# First reptile



## DAZZA (Mar 7, 2003)

Bought my first reptile today, a captive bred male Royal or a you Americans call it ball python. Bought the vivarium today, picking the snake up tomorrow. really looking forward to having this pet. It's fantastic!
ta.


----------



## Death in #'s (Apr 29, 2003)

:rasp: stop talking and get it already 
i wanna see pics
and are u gonna feed it f/t or live


----------



## Atlanta Braves Baby! (Mar 12, 2003)

Cant wait to see pics. I loved mine while I had him


----------



## pamonster (Jun 26, 2003)

ya, cant wait to see some pics!


----------



## ctarry (Nov 29, 2003)

nice one. hope its feeding ok though.

i hope you are feeding it frozen - live foods can hurt snakes and feeding vertabrates to other animals here in the uk is illegal :nod:


----------



## johndeere (Jul 21, 2004)

I don't know why but Ball P's are my favorite snake. there are so many diffrent morphs out there.
I have a nice EGTB but I would rather have a Ball P.
Here is a pic of my EGTB:
View attachment 50622


----------



## Atlanta Braves Baby! (Mar 12, 2003)

ctarry said:


> nice one. hope its feeding ok though.
> 
> i hope you are feeding it frozen - live foods can hurt snakes and feeding vertabrates to other animals here in the uk is illegal :nod:
> [snapback]905148[/snapback]​


Really! Wow thats interesting. So you can feed them dead leagally, but not alive?


----------



## ctarry (Nov 29, 2003)

Atlanta Braves Baby! said:


> Really! Wow thats interesting.
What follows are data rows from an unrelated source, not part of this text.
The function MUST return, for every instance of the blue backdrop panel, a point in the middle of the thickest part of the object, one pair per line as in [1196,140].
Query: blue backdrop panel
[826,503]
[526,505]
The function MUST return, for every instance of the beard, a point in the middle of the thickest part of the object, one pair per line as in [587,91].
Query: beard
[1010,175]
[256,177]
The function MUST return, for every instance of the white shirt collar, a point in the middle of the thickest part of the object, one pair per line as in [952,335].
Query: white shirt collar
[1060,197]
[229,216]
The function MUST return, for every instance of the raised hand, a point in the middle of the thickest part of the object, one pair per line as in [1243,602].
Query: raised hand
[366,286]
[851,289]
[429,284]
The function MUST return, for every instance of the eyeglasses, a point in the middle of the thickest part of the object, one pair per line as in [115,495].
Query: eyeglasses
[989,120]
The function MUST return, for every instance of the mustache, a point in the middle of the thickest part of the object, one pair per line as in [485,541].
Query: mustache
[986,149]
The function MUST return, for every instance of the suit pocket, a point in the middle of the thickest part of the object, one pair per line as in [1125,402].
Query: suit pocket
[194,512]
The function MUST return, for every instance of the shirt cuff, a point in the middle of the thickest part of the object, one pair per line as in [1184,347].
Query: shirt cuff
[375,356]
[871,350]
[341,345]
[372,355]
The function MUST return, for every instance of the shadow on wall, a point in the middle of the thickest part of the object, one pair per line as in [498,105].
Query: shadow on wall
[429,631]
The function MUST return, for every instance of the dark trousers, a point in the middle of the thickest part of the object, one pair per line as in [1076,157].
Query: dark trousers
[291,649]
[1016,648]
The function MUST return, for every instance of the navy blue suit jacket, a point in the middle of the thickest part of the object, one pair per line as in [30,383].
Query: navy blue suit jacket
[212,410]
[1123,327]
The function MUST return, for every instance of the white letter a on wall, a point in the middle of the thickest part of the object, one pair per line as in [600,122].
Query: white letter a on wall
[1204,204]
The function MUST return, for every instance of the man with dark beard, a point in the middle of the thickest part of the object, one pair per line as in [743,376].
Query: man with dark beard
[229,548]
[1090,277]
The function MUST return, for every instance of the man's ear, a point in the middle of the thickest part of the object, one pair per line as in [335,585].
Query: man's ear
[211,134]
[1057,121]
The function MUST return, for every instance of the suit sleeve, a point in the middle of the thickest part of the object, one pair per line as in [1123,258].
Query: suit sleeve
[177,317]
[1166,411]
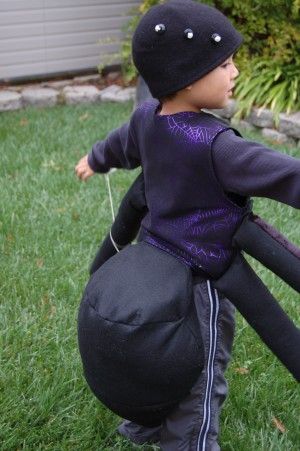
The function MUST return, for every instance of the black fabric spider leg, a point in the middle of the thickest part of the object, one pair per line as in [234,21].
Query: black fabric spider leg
[251,297]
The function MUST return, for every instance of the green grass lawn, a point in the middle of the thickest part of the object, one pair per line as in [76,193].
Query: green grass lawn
[50,227]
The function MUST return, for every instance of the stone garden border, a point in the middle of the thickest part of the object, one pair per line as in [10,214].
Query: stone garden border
[67,92]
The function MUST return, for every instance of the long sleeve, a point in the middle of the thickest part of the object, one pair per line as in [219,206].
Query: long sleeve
[251,169]
[118,150]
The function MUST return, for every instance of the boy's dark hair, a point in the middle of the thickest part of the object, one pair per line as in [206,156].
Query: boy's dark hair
[168,97]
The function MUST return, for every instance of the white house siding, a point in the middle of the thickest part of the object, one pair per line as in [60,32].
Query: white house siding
[47,37]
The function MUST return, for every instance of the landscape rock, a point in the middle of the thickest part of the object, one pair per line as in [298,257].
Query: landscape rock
[110,94]
[261,117]
[290,124]
[10,101]
[228,111]
[41,97]
[74,95]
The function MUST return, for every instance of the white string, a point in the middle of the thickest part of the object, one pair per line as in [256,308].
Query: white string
[112,211]
[110,196]
[113,242]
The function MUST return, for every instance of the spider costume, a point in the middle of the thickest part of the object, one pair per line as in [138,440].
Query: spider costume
[155,328]
[147,283]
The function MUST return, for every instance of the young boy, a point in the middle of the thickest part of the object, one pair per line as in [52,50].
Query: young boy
[198,175]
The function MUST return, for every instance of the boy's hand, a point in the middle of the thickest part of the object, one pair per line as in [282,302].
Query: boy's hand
[83,170]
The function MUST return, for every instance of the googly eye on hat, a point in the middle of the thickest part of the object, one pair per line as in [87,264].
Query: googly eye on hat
[190,39]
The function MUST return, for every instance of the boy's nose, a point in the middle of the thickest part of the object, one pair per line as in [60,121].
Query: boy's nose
[235,71]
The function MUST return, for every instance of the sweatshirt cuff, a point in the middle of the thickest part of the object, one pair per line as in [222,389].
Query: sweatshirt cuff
[96,159]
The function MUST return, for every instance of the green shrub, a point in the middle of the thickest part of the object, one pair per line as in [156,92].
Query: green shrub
[270,53]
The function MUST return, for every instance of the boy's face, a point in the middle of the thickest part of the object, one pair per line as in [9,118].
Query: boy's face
[214,89]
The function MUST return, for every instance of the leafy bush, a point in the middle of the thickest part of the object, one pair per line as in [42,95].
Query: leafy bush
[269,60]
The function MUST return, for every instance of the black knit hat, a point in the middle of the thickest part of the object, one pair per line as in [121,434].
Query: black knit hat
[179,42]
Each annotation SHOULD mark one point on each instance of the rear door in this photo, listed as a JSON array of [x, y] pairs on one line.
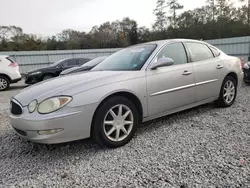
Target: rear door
[[208, 69]]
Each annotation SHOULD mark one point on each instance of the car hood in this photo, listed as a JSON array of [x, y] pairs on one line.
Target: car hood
[[73, 84]]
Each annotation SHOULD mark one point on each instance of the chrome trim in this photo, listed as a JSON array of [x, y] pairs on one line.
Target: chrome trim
[[172, 90], [19, 104], [63, 115], [182, 87], [206, 82]]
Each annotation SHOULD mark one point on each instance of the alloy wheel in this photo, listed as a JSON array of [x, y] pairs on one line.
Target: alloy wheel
[[118, 123]]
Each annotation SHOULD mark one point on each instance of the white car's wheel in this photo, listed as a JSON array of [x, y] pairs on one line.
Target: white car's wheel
[[228, 92], [115, 122], [4, 83]]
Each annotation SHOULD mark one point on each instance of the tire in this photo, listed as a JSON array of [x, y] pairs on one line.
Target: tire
[[4, 83], [222, 101], [47, 77], [100, 130]]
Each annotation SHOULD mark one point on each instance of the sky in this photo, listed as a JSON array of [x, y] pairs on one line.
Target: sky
[[49, 17]]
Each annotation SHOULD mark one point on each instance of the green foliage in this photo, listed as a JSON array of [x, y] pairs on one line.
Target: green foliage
[[216, 19]]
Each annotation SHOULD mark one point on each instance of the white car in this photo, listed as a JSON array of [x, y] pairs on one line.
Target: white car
[[9, 72]]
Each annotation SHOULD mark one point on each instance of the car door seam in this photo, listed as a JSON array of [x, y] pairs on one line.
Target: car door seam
[[182, 87]]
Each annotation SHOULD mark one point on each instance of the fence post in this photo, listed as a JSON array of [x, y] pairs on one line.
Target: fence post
[[48, 58]]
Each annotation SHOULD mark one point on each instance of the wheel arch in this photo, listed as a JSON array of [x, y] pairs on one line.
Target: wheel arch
[[129, 95], [234, 75]]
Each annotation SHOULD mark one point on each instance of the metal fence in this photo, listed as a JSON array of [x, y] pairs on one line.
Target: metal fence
[[28, 60]]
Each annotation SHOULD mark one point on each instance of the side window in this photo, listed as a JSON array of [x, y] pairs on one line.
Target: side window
[[199, 52], [215, 52], [174, 51]]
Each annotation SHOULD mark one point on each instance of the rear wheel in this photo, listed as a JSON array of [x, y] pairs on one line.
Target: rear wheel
[[115, 122], [4, 83], [228, 92]]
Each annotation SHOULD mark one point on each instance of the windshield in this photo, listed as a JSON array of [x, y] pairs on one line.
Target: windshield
[[94, 62], [128, 59]]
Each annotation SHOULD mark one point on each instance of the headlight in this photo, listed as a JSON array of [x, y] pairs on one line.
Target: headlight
[[32, 106], [34, 73], [52, 104]]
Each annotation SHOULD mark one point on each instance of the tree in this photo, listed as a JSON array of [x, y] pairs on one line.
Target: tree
[[248, 10], [161, 18], [174, 5]]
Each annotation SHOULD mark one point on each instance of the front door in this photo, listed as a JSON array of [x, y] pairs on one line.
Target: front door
[[208, 69], [171, 87]]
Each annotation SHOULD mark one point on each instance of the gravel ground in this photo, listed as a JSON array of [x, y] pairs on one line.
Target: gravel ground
[[201, 147]]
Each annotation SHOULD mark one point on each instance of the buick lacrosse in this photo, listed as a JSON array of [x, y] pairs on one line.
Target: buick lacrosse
[[134, 85]]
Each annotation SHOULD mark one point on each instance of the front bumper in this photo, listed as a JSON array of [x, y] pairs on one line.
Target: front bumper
[[75, 124]]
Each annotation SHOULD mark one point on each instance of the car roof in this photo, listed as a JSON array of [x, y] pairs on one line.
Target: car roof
[[161, 42]]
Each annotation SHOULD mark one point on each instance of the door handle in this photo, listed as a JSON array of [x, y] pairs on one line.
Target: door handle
[[219, 66], [186, 73]]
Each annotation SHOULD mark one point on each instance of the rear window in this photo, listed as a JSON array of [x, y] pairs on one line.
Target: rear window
[[215, 51]]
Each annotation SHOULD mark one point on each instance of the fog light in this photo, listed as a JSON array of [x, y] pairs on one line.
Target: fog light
[[49, 132]]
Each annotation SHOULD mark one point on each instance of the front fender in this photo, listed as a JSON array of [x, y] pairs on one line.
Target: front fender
[[96, 95]]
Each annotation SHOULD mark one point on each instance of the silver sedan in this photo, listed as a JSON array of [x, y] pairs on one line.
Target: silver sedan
[[134, 85]]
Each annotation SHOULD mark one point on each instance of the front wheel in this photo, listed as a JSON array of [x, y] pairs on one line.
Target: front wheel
[[228, 92], [115, 122]]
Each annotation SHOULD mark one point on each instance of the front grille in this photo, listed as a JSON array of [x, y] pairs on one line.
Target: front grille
[[23, 133], [15, 108]]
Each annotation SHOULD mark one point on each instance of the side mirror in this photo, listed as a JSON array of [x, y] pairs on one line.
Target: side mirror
[[162, 62]]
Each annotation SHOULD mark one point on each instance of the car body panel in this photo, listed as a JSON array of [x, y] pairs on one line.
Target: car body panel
[[167, 88], [37, 75], [162, 91]]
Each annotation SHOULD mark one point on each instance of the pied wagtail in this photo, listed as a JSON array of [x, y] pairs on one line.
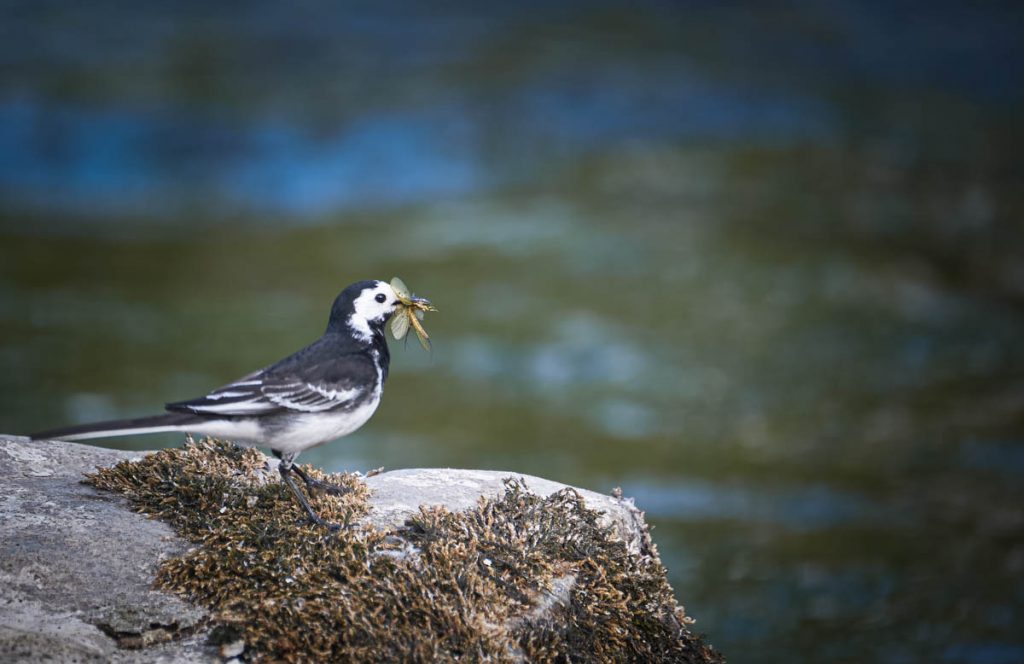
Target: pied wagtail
[[326, 390]]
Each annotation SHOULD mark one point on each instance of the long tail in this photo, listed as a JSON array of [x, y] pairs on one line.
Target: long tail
[[153, 424]]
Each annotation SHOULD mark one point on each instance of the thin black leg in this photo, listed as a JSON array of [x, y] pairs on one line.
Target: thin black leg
[[326, 487], [286, 474]]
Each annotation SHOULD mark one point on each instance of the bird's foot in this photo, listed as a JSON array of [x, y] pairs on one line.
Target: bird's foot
[[326, 487]]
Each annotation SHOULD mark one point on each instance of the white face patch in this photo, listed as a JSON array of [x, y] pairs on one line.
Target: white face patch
[[367, 308]]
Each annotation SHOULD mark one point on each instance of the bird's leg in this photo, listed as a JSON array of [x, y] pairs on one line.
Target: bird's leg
[[326, 487], [286, 468]]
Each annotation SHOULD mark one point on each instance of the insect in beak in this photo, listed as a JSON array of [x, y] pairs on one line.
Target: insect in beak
[[409, 313]]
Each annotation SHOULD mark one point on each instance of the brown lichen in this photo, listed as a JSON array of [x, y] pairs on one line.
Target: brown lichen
[[518, 577]]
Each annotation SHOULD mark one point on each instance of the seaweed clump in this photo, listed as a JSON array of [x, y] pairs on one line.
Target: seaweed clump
[[517, 578]]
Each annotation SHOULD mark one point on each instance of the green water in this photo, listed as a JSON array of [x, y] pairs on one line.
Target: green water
[[751, 266]]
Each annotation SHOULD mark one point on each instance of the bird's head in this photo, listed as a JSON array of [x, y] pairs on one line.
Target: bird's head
[[363, 308]]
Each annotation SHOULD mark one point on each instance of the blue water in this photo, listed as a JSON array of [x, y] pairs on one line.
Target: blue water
[[757, 264]]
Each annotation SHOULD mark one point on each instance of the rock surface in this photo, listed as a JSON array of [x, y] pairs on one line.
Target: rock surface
[[77, 566]]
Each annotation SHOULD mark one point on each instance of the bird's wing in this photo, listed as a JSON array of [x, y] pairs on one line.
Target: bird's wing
[[324, 387]]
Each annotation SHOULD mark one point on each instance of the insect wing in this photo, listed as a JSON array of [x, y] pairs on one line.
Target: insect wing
[[401, 291], [399, 323], [421, 334]]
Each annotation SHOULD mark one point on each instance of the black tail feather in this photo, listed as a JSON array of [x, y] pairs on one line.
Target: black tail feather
[[152, 424]]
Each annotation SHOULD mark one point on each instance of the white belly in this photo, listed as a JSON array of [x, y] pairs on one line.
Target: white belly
[[308, 431]]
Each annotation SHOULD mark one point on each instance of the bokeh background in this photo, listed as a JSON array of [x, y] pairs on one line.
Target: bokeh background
[[762, 265]]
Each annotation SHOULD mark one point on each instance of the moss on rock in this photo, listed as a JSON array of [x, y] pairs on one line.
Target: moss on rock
[[519, 577]]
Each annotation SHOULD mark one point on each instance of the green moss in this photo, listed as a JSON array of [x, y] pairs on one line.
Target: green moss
[[519, 576]]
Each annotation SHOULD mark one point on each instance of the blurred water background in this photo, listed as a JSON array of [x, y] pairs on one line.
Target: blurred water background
[[762, 265]]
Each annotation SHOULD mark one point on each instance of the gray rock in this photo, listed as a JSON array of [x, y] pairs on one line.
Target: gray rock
[[77, 566]]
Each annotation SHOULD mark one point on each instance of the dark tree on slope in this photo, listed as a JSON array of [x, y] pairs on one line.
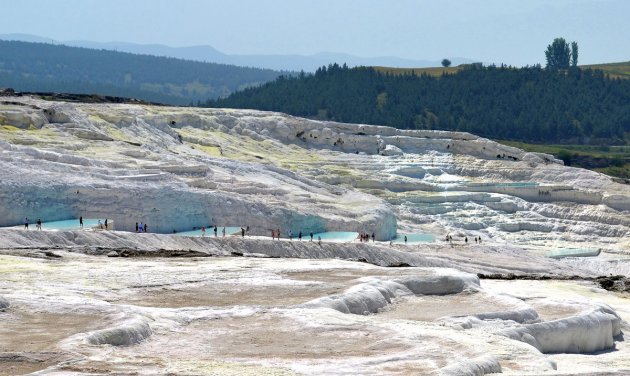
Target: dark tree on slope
[[558, 54], [574, 53]]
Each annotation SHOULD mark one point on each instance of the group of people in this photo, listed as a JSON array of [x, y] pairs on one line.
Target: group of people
[[142, 227], [449, 239], [365, 237]]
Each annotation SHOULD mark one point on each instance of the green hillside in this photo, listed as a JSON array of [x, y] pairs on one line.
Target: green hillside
[[614, 70], [39, 67], [533, 105]]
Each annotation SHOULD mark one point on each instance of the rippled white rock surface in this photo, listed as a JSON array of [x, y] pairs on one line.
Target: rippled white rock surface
[[291, 307]]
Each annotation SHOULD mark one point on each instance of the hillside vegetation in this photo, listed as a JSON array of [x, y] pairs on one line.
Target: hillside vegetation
[[579, 106], [613, 70], [40, 67]]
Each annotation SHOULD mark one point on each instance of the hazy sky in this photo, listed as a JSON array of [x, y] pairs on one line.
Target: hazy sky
[[514, 32]]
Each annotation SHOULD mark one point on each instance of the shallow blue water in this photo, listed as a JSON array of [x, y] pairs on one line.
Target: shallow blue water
[[516, 184], [414, 238], [210, 231], [68, 224]]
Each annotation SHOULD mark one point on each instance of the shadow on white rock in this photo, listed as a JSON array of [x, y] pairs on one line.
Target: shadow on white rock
[[128, 333], [586, 333], [376, 294]]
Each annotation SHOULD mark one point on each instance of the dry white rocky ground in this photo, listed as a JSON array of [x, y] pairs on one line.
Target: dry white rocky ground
[[297, 307]]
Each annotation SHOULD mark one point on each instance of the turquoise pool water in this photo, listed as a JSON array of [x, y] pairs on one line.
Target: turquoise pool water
[[210, 231], [503, 185], [68, 224], [334, 236], [414, 238]]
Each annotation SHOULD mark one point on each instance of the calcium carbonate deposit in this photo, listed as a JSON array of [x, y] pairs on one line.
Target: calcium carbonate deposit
[[515, 264]]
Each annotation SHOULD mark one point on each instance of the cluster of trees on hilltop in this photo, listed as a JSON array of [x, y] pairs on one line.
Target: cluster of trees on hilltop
[[529, 104], [46, 67]]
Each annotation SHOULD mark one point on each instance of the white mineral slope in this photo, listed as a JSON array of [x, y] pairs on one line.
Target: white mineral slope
[[376, 294], [481, 259], [245, 315], [177, 168]]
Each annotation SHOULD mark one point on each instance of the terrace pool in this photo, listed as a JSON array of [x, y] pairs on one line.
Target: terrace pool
[[210, 231], [68, 224], [414, 238]]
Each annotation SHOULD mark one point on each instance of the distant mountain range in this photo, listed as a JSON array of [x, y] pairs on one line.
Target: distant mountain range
[[210, 54], [46, 67]]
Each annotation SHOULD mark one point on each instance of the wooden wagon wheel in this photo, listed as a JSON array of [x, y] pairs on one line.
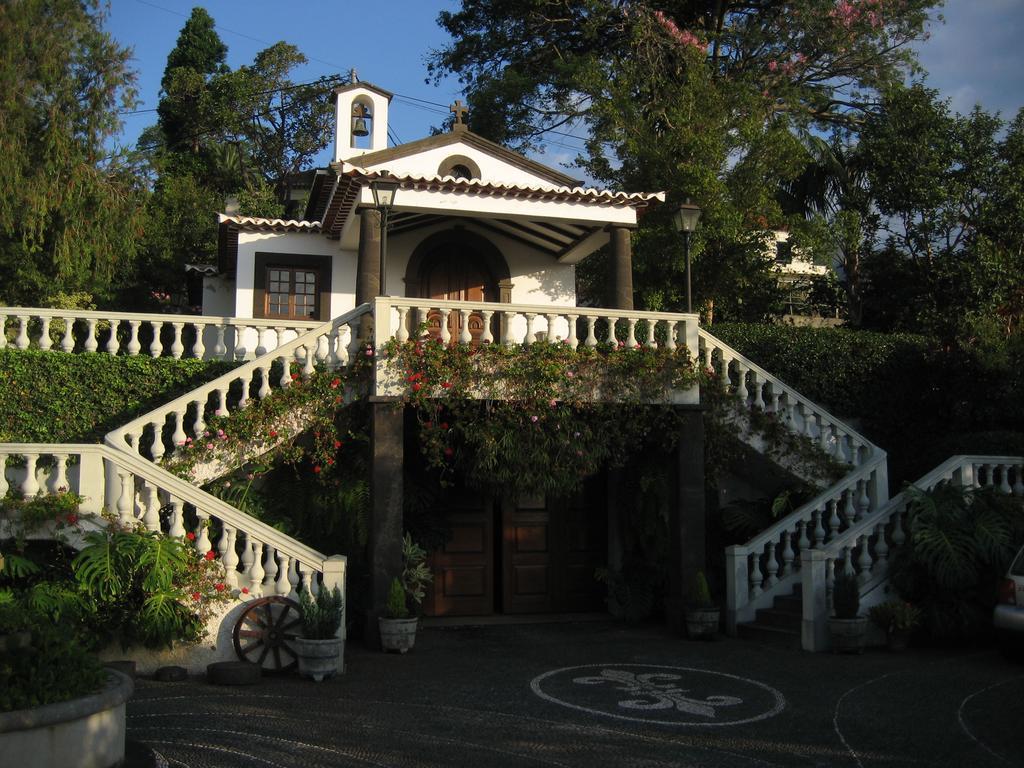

So you can feed them dead leagally, but not alive?
> [snapback]906660[/snapback]​


thats it







some crazy laws here


----------



## sweet lu (Oct 3, 2003)

yo green, i got mine feeding on frozen, took awhile but he wont stop eating them now









i would bu a GTP, ETB in a heartbeat if i had the money


----------